Für mich sind es viele Kleinigkeiten die mich aufmuntern, mir Kraft geben, mir Hoffnung geben. Natürlich gibt es auch große Dinge, aber auch die kleinen Dinge muss man schätzen. Sie sind alltäglich und zaubern mir ein Lächeln ins Gesicht. Und nichts ist wichtiger, als sein lächeln nicht zu verlieren.
Mein größter Ansporn sind natürlich meine Kinder. Ich will sie aufwachsen sehen, ihr Hand halten beim Spaziergang, sie in den Schlaf kuscheln, ihre Augen aufblitzen sehen an Weihnachten und auch ihre Tränen nach einem Sturz weg wischen. Sie lieben und begleiten.
Das ist mein größter Wunsch. Das wichtiges in meinem Leben. Mein größter Ansporn.

Trotzdem vergesse ich nicht die kleinen Dinge im Leben.
Ich konnte mich schon immer für eine duftende Rose, ein tolpatschiges Kätzchen oder ein warmes Stück Schokokuchen begeistern. Schon immer waren mir Kleinigkeiten wichtig. Sie begegnen uns im Alltag und verzaubern den Moment und machen ihn einzigartig.
Eines wird einem nämlich ganz besonders bewusst, wenn man sich mit seinem Ende beschäftigt.
Jeder Moment ist einzigartig. Keiner wird genau so wieder kommen. Jede Sekunde, jede Minute und jeder Tag sind vergänglich. Und etwas vergangenes lässt sich nicht wieder-holen.
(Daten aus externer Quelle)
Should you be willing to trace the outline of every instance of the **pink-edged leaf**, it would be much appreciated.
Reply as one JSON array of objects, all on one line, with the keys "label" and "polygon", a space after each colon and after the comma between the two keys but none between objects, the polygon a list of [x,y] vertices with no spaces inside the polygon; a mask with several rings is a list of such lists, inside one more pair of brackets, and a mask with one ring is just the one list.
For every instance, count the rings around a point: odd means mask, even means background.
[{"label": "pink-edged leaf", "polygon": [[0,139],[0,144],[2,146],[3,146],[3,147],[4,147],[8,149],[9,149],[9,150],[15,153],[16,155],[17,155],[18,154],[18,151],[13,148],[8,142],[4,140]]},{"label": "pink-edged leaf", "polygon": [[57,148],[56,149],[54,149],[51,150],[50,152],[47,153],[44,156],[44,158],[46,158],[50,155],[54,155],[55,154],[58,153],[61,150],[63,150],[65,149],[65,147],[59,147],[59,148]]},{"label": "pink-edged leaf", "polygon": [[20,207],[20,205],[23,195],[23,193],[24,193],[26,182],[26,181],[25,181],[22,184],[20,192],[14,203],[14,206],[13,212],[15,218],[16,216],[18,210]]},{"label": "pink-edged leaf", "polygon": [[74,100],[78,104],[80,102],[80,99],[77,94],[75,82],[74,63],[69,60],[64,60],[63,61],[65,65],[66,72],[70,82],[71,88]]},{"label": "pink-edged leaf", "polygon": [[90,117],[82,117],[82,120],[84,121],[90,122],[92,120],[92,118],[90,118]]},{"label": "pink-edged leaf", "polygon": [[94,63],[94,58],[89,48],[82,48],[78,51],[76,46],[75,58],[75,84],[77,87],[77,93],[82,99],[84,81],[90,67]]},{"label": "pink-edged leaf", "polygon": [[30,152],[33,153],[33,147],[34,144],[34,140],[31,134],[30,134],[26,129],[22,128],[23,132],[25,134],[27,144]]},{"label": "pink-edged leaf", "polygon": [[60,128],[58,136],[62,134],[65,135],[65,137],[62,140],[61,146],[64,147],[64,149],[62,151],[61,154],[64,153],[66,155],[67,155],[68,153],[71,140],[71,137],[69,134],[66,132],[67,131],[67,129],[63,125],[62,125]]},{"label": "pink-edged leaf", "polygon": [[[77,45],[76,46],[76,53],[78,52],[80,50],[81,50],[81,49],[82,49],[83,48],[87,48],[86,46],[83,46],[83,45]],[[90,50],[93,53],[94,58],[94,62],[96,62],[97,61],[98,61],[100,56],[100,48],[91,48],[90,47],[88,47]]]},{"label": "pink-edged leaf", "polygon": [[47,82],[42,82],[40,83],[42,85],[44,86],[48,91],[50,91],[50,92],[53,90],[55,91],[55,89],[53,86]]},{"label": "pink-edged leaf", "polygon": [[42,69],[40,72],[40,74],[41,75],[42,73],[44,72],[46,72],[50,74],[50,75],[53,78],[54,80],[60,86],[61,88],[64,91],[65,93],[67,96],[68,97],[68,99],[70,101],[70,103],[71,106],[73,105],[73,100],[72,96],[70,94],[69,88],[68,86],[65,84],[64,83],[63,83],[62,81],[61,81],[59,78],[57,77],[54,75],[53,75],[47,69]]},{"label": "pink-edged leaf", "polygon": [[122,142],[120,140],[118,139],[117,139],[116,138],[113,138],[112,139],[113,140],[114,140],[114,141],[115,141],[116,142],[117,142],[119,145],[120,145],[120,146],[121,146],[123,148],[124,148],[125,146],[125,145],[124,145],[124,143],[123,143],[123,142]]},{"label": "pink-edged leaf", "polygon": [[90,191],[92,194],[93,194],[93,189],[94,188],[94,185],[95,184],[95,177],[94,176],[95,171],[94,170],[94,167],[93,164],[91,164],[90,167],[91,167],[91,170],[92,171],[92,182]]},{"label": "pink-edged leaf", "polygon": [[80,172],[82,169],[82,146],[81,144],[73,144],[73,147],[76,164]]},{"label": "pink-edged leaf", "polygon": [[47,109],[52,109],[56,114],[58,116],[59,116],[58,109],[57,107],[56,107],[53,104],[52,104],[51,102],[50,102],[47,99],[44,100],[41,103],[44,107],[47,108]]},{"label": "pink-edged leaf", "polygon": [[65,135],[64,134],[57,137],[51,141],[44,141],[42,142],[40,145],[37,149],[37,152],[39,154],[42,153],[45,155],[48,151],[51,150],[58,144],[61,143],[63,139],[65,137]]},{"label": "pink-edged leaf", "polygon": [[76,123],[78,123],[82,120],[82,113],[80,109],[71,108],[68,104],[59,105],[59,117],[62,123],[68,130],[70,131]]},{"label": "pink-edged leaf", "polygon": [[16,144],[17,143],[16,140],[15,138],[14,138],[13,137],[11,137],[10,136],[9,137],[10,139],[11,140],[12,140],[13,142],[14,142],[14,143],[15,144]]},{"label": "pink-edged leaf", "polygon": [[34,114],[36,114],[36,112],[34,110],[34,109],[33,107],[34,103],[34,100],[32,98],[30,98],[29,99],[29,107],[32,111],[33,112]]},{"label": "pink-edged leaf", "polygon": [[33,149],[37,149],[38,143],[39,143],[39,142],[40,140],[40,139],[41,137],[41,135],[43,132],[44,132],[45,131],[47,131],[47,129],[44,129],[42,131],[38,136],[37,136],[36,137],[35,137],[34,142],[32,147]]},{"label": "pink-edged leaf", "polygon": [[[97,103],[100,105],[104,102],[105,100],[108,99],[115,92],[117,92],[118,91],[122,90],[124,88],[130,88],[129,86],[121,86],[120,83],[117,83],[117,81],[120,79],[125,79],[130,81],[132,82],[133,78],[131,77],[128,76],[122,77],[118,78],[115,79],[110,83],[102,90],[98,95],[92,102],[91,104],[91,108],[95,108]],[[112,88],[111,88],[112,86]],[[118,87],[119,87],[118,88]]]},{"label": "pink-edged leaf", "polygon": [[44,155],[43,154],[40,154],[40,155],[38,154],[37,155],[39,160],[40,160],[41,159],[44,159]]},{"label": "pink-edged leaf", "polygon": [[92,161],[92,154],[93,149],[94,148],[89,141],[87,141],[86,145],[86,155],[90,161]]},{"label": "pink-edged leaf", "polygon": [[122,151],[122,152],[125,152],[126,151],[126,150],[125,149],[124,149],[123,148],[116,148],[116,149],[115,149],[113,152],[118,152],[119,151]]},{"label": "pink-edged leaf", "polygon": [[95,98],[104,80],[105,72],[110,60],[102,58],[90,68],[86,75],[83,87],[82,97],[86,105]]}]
Das wichtigste nun für mich war, trotzdem das Gute zu sehen. Mich weiterhin an dem Marienkäfer, der plötzlich auf meiner Schulter landet zu erfreuen, statt dem Moment den Wert zu nehmen, in dem ich nur ans Ende denke, an die Vergänglichkeit.
Besonders schwer waren und sind die Treffen daher immer noch mit meinen Kindern.
Zu Beginn, als ich wusste es geht ins Krankenhaus. Es wird nun ernst. Es kann das letzte Mal sein. Die letzte Umarmung, das letzte Küsschen, bin ich oft unvermittelt in Tränen ausgebrochen. Ein Ausflug ist mir besonders in Erinnerung geblieben, es war der letzte vorm Krankenhausaufenthalt bei den Kindern. Ich bin alleine mit den Kindern am Feldweg spaziert und habe mich einfach ins Gras gesetzt. Zum einen, weil ich körperlich nicht so fit war, zum anderen und das war der Hauptgrund; Ich wollte nicht nur spazieren gehen. Ich wollte ganz bewusst den Moment mit den Kindern genießen. Am Feld sitzen, auf einem Grashalm pfeifen, eine Käfer beobachten und sie dabei an der Hand halten. Mich ihrer bewusst werden. Ich habe an dem Tag viele Tränen vergossen und trotzdem viel gelacht.
Ich denke täglich an sie. Es gibt nichts was mir wichtiger ist. Ich vermisse sie jeden Moment.
Nun wollte ich aber auch erzählen, was mich am Tag aufmuntert. Denn, ich weiß ich wiederhole mich, dies ist genauso wichtig. Ich konzentriere mich auf das positive. Und ich glaube das strahle ich auch aus. Die Schwestern kommen zu mir und berichten, dass ich eine sehr positive Ausstrahlung habe. Der kleine Sonnenschein auf Station ( und der jüngste Sonnenschein auf Station ).
Ich freue mich weiterhin über Kleinigkeiten und wenn ich gerade ein kleines Tief habe, dann Weine ich mich aus und knuddel meinen Teddy, den ich zur Geburt geschenkt bekommen habe. Denn auch das ist vollkommen okay. Niemand kann immer positiv sein und strahlen. Manchmal hängen Wolken vor der Sonne, aber glaubt mir die ersten Strahlen nach einem Regen sind die wärmsten.

Ich werde nicht aufgeben. Dafür gibt es viel zu viele schöne Dinge für die es sich zu leben lohnt!